『幻の三中井百貨店』が韓国人に問いかけるものとは
地上6階、地下1階、延建坪2504坪、白亜の威風堂々たるルネサンス様式の建物。1・2階の売り場には化粧品と婦人服、4階は紳士服、5階は家具と電化製品、6階は貴金属とレストラン。最新の商品で満たされた華麗なショーウインドーの前には常に客が押し寄せ、大規模な企画セールの際は、足の踏み場もないほどだった。また、商品券や限定販売、景品に休日営業、夜間延長営業などの様々なマーケティング戦略が次々に打ち出された。
これは一時期、ソウルのある百貨店で見られた光景だ。その百貨店とは、1933年から45年まで現在の明洞ミリオレの位置に存在していた三中井百貨店だ。
当時三中井は、現在の新世界本店に位置していた三越、旧美都波の位置にあった丁子屋、大然閣センタービルの位置にあった平田、鍾路タワーの位置にあった和信とともに「京城(ソウル)五大百貨店」の一角を占めていた。このうち、朝鮮全域をカバーし、抜きん出て最大規模の流通網を掌握していたのが三中井だった。朝鮮に12の店舗を置き、旧満州や中国にも6店舗を構えていた三中井は、全盛期には従業員4000人、年間売上高1億円(現在の価値で5000億円)の規模を誇るまさに「百貨店王国」だった。
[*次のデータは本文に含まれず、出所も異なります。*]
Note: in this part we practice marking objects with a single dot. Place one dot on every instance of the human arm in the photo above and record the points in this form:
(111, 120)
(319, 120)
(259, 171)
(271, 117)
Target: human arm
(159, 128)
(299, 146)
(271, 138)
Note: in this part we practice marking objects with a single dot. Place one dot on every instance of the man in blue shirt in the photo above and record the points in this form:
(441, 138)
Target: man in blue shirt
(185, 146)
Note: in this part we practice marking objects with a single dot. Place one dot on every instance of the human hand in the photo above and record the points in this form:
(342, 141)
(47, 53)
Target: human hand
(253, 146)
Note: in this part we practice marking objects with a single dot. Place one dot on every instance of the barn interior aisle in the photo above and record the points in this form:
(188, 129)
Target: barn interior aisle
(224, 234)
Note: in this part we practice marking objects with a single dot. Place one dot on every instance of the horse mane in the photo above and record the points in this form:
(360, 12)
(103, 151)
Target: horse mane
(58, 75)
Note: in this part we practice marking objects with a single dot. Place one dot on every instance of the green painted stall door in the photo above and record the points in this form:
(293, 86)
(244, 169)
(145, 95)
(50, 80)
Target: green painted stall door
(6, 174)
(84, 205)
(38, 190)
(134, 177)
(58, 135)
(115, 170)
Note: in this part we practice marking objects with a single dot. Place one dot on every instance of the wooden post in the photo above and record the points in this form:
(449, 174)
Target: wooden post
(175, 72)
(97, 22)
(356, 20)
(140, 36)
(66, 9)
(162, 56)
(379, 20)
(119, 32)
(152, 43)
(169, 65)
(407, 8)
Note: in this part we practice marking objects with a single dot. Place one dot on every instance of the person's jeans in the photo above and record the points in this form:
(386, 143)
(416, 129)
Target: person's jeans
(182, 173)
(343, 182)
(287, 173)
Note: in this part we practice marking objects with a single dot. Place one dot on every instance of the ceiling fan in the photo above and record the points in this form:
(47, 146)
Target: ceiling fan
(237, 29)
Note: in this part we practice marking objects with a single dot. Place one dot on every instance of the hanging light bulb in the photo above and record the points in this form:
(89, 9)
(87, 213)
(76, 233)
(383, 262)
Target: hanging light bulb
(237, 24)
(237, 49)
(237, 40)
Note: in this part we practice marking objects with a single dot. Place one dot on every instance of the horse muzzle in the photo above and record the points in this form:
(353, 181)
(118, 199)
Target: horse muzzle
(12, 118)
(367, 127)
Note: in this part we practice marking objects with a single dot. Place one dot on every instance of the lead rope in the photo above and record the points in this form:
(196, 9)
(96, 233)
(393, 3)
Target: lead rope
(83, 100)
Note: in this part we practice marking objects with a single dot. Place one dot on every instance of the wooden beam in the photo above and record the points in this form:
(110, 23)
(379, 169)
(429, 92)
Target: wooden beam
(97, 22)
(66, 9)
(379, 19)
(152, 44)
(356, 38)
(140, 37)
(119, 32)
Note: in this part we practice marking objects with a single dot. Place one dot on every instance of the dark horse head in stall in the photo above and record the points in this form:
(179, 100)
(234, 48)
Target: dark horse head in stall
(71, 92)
しかし、1945年の終戦とともに、三中井は痕跡すら残さず消滅してしまった。
日本のマーケティング専門家である著者は、現存する資料や証言などを通じ、その「消えた企業」の歴史復元作業に取り組んだ。中江勝治郎(1872-1944年)をはじめとする創業者4兄弟は、1905年に大邱に小さな呉服店を開いた後、破竹の勢いで企業を拡張していった。その背景には、日本の滋賀県で活動していた近江商人の特徴である広域化と現実性、倫理性、同族意識、強固な上昇志向と国家志向性があったと著者は説明する。しかし、後継者養成の失敗や拡大一辺倒の戦略が、急速な没落につながる要因となった。
ところで、韓国の読者がこの本を一読すると、非常に不愉快な気分にさせられるはずだ。まず著者は、三中井が朝鮮の市場と商業構造に及ぼした悪影響について、まったく関心がない。さらに、御用商人として帝国主義戦争の軍需物資供給を担当したことを「成功したマーケティング」と評価し、「日本の先進文物を朝鮮に伝える懸け橋としての役割」を果たしたのはもちろん、こうした日本式百貨店経営のノウハウが、現在の新世界・ロッテ・現代をはじめとする韓国有数の百貨店にまで受け継がれたと述べている。
しかし、「日本の統治に抵抗した朝鮮人らのうち、多くの人々が日常生活では日本のライフスタイルに適応し、自ら収奪の手先と非難していた三中井や三越でショッピングを楽しんでいた」という下りは、そのまま見過ごすことのできない問題を抱えている。そうした「日常」の微妙さについて、これまできちんと検証することのできなかった韓国近現代歴史学のすき間にこの本は位置しているのだ。